Ich habe Ihnen an Beispielen für Gesten bereits genug geliefert, um Ihnen den Begriff
nach Kräften suspekt und unzuverlässig erscheinen zu lassen. Aber diese
Unzuverlässigkeit hat der Begriff der Geste, wie ich denke, mit allen anderen Begriffen
gemein. Meine bzw. unsere Ausgangslange ist hier also nicht schlechter als sonst.
Gefährlich scheint mir die Sache nur dann zu werden, wenn man davon ausgeht, daß der
Begriff Geste die Bezeichnung für eine irgendwie einheitliche Menge von Sachen oder von
Anwendungsfällen ist. Daß also alle Anwendungsfälle des Begriffs Geste etwas gemeinsam
haben müssen. Diese Auffassung würde mir naiv erscheinen, und gegen sie möchte ich
lieber durch eine Sammlung von Beispielen, die ebenso die Heterogeneität des Begriffs
lehren kann, angehen. Ich gehe, wie ich Ihnen im vorübergehen mitteilen kann, im übrigen
grundsätzlich davon aus, daß Begriffe nicht über festgelegte Extensionen verfügen,
daß also in Begriffen keine feste Anzahl von Gegenständen beschlossen liegt, auf die
sich diese Begriffe beziehen, und die wir nur zusammentragen oder gar entdecken müßten.

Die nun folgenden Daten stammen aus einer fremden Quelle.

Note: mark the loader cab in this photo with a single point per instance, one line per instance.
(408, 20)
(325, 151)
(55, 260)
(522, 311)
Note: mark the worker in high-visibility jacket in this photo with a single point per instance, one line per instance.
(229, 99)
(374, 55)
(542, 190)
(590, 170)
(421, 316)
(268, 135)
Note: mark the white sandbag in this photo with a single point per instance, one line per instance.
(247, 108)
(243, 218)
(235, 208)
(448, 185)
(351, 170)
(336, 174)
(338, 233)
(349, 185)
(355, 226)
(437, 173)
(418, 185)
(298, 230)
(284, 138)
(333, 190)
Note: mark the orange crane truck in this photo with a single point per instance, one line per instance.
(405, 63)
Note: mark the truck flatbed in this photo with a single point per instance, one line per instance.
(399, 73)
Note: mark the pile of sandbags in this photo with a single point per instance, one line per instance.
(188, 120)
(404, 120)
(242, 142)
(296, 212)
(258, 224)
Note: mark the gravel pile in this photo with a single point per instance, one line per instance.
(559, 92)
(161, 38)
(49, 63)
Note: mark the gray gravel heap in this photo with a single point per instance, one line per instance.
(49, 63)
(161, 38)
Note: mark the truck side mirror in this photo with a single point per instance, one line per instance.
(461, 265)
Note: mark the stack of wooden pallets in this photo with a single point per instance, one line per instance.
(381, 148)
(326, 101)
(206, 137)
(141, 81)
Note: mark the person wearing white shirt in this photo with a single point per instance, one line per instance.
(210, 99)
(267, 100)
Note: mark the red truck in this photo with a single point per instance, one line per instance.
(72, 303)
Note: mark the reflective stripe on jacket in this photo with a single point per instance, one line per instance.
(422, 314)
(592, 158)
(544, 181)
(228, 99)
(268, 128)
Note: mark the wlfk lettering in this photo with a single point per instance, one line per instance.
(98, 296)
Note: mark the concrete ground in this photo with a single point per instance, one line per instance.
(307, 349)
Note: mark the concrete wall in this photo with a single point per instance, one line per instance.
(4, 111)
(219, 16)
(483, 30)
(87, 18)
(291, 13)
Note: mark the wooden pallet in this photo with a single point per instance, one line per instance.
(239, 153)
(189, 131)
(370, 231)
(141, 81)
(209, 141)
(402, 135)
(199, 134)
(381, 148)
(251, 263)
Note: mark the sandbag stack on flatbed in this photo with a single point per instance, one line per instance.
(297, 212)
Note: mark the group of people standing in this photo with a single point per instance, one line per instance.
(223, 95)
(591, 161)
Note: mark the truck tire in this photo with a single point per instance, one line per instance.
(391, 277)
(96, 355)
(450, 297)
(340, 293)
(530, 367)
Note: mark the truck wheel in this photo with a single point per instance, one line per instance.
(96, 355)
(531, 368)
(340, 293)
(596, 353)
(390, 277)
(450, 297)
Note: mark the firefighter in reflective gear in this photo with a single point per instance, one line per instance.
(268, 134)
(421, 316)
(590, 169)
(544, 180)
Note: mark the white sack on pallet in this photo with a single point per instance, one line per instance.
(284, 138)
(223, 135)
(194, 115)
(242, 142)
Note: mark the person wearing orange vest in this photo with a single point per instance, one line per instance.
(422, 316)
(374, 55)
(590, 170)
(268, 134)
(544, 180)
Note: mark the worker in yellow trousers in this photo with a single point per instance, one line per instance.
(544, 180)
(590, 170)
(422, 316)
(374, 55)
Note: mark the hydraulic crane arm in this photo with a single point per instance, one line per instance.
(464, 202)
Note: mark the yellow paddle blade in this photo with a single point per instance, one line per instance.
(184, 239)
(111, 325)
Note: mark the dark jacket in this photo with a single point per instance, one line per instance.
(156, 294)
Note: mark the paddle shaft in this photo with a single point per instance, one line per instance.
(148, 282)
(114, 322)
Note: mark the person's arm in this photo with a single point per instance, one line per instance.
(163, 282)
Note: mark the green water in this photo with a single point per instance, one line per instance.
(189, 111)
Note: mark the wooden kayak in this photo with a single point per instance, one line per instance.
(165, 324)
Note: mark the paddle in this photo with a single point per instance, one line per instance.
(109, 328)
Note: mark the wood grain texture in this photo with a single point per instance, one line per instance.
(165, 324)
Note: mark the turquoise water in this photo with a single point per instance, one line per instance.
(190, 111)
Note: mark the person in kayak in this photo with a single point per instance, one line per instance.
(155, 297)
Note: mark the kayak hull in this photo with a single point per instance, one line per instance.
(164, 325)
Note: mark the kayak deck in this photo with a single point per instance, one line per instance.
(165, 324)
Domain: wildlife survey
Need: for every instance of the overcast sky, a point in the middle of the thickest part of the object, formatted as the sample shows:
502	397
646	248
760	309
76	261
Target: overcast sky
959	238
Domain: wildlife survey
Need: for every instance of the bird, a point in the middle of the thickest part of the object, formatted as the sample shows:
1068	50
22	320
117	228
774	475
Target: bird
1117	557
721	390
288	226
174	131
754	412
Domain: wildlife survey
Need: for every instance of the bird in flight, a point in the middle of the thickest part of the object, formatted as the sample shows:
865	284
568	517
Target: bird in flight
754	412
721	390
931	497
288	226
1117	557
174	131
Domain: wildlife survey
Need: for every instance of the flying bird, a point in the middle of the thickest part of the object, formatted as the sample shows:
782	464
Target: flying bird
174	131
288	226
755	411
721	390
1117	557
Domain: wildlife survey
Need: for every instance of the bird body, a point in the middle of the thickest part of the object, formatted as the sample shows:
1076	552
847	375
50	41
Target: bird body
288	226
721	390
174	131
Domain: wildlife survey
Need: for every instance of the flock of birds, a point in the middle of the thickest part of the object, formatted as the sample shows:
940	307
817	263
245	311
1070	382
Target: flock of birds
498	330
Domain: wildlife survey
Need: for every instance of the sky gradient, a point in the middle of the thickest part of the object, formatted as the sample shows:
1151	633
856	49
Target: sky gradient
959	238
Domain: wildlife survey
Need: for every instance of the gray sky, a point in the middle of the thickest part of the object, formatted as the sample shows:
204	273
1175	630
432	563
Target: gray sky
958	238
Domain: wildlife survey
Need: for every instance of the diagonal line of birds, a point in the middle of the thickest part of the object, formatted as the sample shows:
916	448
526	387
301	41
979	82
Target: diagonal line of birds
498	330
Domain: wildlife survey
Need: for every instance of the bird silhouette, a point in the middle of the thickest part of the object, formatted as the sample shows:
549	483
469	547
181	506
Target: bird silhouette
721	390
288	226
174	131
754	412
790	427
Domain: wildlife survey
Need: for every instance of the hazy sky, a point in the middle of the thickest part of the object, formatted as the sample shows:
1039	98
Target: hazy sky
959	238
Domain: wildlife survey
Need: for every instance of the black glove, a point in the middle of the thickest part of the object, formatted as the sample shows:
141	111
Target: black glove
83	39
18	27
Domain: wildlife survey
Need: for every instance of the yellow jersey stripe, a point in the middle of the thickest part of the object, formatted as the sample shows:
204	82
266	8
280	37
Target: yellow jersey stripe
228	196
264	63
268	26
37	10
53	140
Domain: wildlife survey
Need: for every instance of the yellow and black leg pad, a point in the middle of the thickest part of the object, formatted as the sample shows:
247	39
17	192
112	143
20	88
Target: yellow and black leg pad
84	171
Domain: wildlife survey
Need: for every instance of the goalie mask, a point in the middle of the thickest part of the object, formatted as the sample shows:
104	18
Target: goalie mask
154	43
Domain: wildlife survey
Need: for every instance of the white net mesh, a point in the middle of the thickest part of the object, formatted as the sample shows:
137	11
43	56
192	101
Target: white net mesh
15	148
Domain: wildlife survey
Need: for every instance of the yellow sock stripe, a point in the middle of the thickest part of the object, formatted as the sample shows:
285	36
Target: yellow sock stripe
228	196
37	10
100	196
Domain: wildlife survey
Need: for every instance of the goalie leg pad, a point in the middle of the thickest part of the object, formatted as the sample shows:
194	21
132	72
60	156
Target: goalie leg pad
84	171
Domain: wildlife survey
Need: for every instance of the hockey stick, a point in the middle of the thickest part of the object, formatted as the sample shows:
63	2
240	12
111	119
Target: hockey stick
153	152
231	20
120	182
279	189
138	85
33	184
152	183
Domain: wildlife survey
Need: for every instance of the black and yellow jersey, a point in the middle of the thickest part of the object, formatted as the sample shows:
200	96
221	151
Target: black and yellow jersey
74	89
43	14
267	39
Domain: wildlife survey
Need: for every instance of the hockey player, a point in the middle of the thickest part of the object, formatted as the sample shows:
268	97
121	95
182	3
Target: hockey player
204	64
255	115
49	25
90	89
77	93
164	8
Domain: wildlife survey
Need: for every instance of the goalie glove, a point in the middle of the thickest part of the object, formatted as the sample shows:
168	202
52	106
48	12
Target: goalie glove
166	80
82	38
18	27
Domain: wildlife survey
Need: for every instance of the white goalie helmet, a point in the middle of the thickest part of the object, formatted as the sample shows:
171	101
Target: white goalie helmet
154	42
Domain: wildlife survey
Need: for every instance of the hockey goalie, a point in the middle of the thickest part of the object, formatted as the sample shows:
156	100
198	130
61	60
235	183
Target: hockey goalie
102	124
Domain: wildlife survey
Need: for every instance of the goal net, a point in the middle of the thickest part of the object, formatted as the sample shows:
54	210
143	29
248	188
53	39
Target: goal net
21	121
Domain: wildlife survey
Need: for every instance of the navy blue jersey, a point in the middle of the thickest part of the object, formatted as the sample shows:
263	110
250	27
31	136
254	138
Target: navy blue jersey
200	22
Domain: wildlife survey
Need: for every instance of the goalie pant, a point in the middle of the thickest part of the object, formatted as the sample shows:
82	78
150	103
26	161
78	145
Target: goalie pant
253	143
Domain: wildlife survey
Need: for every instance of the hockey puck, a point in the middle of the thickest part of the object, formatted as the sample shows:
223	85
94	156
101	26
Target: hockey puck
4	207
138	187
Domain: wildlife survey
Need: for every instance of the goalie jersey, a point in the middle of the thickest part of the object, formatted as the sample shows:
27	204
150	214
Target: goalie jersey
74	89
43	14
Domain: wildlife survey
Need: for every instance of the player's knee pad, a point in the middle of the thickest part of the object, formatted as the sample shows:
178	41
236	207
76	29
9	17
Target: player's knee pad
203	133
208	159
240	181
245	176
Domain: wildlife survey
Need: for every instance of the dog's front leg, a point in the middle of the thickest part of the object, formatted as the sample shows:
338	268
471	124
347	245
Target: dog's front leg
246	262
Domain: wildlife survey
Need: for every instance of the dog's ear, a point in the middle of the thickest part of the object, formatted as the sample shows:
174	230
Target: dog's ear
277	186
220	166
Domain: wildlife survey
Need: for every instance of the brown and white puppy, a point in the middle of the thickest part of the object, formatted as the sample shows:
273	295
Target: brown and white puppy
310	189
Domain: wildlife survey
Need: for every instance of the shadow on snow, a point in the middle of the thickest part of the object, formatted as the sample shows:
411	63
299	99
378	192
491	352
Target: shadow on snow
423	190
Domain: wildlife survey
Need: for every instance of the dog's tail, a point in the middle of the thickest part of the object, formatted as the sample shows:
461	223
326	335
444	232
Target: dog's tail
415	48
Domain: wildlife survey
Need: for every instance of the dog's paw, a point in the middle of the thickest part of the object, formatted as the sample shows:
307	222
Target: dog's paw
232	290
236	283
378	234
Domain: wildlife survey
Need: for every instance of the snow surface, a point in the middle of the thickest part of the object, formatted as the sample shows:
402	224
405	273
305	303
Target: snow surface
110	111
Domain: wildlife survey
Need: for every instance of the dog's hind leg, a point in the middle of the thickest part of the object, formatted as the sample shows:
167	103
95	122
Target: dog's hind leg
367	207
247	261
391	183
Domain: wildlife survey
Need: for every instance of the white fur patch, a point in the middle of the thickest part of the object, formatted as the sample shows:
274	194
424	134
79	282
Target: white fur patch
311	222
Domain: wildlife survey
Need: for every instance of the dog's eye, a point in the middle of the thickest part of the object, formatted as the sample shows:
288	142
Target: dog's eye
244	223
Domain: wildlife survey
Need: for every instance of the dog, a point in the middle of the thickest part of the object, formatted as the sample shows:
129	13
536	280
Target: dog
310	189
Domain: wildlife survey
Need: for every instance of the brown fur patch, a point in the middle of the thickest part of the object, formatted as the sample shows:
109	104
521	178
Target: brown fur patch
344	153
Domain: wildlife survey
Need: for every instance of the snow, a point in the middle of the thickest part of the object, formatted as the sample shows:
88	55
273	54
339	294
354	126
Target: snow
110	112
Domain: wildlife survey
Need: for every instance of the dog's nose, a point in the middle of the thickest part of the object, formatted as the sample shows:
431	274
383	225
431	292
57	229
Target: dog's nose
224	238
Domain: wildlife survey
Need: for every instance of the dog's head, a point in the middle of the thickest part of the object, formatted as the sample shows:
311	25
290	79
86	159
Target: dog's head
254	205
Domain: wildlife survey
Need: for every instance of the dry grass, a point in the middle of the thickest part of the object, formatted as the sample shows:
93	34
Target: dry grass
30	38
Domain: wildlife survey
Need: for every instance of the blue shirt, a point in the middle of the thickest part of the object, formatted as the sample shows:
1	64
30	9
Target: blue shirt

Gleichfalls gehe ich davon aus, daß es keine feste, gegebene (und erst recht keine wahre)
Bedeutung von Begriffen gibt, weshalb etwa Platons berühmte metaphysische "Was ist
X"-Frage für heutige Ohren eher in die Irre führt. Eine definitive und ultimative
Antwort auf die Frage "Was ist eine Geste?" kann es - ebenso wie etwa auf die
Frage "Was ist Tugend?" (à la Platon) - niemals geben. Wir sind es, die den
Begriffen eine Bedeutung geben. Diese Fertigkeit ist aber stets eine vorläufige,
veränderbare, dynamische Fertigkeit, deswegen können wir uns hier grundsätzlich nur
fragen: "Was ist eine sinnvolle (nicht: was ist die definitive) Antwort auf die
Frage, was eine Geste ist?" Für eine lexikalische Bedeutung des Begriffs
"Geste" wende ich mich nun zunächst an Wahrig: "Bewegung, die etwas
ausdrücken soll (konventioneller als die Gebärde; unverbindl. Höflichkeitsformel".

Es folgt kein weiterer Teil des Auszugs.